# Load and serve a DistilBERT model from Mxnet on the fly

In [None]:
!pip install mxnet gluonnlp pixiedust

## Train a model locally or remote

In [None]:
import gluonnlp as nlp; import mxnet as mx;

# load distilbert
model, vocab = nlp.model.get_model('distilbert_6_768_12', dataset_name='distilbert_book_corpus_wiki_en_uncased');

# tokenize then transform
tokenizer = nlp.data.BERTTokenizer(vocab, lower=True);
transform = nlp.data.BERTSentenceTransform(tokenizer, max_seq_length=512, pair=False, pad=False);

sample = transform(['Hello world!']);
words, valid_len = mx.nd.array([sample[0]]), mx.nd.array([sample[1]])
model(words, valid_len) #if you want to save the model files, hybridize first

# If you want to save this model and upload as a file to S3 you will have to hybridize() it first before serializing.
# If you want to load the model internally using some hub, don't pass in a model or use Model = None

# model.hybridize()
# model(words, valid_len)
# !mkdir mxnetmodel
# model.export(path='./mxnetmodel/')

## Step 1 : Write a model transform script

#### Make sure you have a ...

- "load_model" function
    - input args are model path
    - returns loaded model object
    - model name is the same as what you saved the model file as (see above step)
<br><br>
- "predict" function
    - input args are the loaded model object and a payload
    - returns the result of model.predict
    - make sure you format it as a single (or multiple) string return inside a list for real time (for mini batch)
    - from a client, a list  or string or np.array that is sent for prediction is interpreted as bytes.
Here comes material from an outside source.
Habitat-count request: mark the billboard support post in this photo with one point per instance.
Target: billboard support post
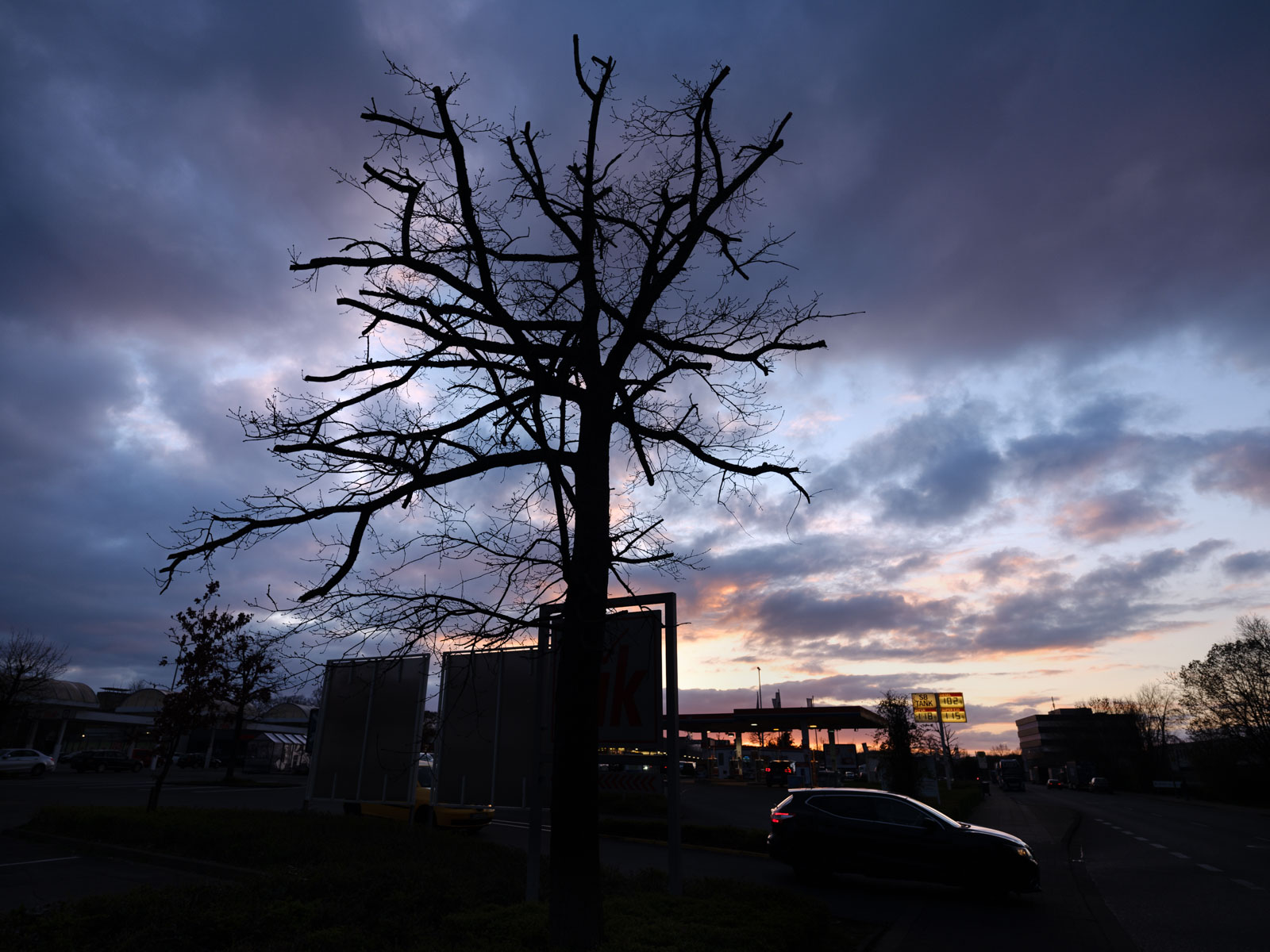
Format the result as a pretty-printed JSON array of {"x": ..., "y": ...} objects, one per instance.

Do what you have to for converting back to list or string or np.array
    - return the error for debugging


In [None]:
%%writefile modelscript_mxnet.py
import gluonnlp as nlp; import mxnet as mx;
from joblib import load
import numpy as np
import os
import json

#Return loaded model
def load_model(modelpath):
    model, vocab = nlp.model.get_model('distilbert_6_768_12', dataset_name='distilbert_book_corpus_wiki_en_uncased');
    print("loaded")
    return {'model':model,'vocab':vocab}

# return prediction based on loaded model (from the step above) and an input payload
def predict(modeldict, payload):
    
    #set_trace()
    
    model = modeldict['model']
    vocab = modeldict['vocab']
    
    tokenizer = nlp.data.BERTTokenizer(vocab, lower=True);
    transform = nlp.data.BERTSentenceTransform(tokenizer, max_seq_length=512, pair=False, pad=False);
    
    try:
        # Local
        if type(payload) == str:
            sample = transform(payload);
        elif type(payload) == bytes :
            sample = transform(str(payload.decode()));
        # Remote, standard payload comes in as a list of json strings with 'body' key
        elif type(payload)==list:
            sample = transform(payload[0]['body'].decode());
        else:
            return [json.dumps({'response':"Provide string or bytes string",
                    'payload':str(payload),
                    'type':str(type(payload))})]
        
        words, valid_len = mx.nd.array([sample[0]]), mx.nd.array([sample[1]])
        out = model(words, valid_len)  
        out = json.dumps({'output':out.asnumpy().tolist()})
    except Exception as e:
        out = str(e) #useful for debugging!
    return [out]

## Does this work locally? (not "_in a container locally_", but _actually_ in local)

In [None]:
from modelscript_mxnet import *
model = load_model('') # path doesn't matter here since we're loading the model directly in the script

In [None]:
predict(model,'Hello World!')[0]

### ok great! Now let's install ezsmdeploy

In [None]:
!pip install ezsmdeploy

In [None]:
import ezsmdeploy

#### If you have been running other inference containers in local mode, stop existing containers to avoid conflict

In [None]:
!docker container stop $(docker container ls -aq) >/dev/null

## Deploy locally

In [None]:
ez = ezsmdeploy.Deploy(model = None, #loading distilbert model in script from hub
                  script = 'modelscript_mxnet.py',
                  requirements = ['pyarrow','mxnet', 'gluonnlp','numpy','joblib'], #or pass in the path to requirements.txt
                  instance_type = 'local',
                  wait = True)

## Test containerized version locally

Since you are downloading this model from a hub, the first time you invoke it will be slow, so invoke again to get an inference without all of the container logs

In [None]:
out = ez.predictor.predict('Hello World').decode()
out

## Deploy on SageMaker

In [None]:
!./src/build-docker.sh

In [None]:
ezonsm = ezsmdeploy.Deploy(model = None, #loading distilbert model in script from hub
                  script = 'modelscript_mxnet.py',
                  requirements = ['pyarrow','mxnet', 'gluonnlp','numpy','joblib'], #or pass in the path to requirements.txt
                  instance_type = 'ml.m4.xlarge',
                  wait = True)

In [None]:
out = ezonsm.predictor.predict('Hello World').decode() 
out

In [None]:
ezonsm.predictor.delete_endpoint()